In Aldridge & Keaton the Court found that the applicant, not being in a de facto relationship with the respondent at the time of conception, was not a parent. The Court was therefore not required to follow the legislative pathway starting with Section 65DAA. The Court did not need make any consideration of whether an equal time arrangement would be in the child’s best interests, nor a substantial and significant time arrangement.
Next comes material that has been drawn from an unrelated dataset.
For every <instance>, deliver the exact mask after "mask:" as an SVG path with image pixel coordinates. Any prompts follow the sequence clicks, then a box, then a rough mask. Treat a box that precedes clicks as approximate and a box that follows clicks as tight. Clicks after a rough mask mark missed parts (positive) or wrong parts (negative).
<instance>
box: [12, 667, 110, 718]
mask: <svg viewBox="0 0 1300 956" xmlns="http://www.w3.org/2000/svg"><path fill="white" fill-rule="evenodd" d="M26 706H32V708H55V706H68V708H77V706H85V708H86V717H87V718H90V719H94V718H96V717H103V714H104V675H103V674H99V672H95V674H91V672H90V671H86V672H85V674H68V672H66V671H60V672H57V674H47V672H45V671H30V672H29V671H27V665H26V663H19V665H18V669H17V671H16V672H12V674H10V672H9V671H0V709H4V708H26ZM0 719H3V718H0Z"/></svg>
The outcome at the first instance hearing was that the applicant was granted limited time with the child.
In my view, having to decide whether there was a de facto relationship at the time of conception before one party can be deemed a parent has led to an outcome that is not appropriate for this child compared with, for example, if the parties were an opposite sex married couple. In Aldridge & Keaton the parties lived with one another after the birth of the child. The nature of the parties’ relationship at the time of conception, whether it was a de facto relationship or not, is irrelevant to the child and to the nature of that child’s relationship with the applicant, yet the outcome as determined by the Court was different to if they were both deemed parents..
Same sex de facto relationships and birth registration
In all the States and Territories of Australia, it is now possible for both women of a lesbian couple to be named on the birth certificate of a child conceived by way of an artificial conception procedure. The naming of the non-birth mother on the birth certificate is optional and by consent. Technically it is possible that the women were not in a de facto relationship at the time of an artificial conception procedure, thereby not attracting a presumption of parentage under Section 60H. However, Section 69R would give them both a presumption of parentage if the birth registration took place in Australia given that it applies to birth certificates issued from a State or Territory of Australia.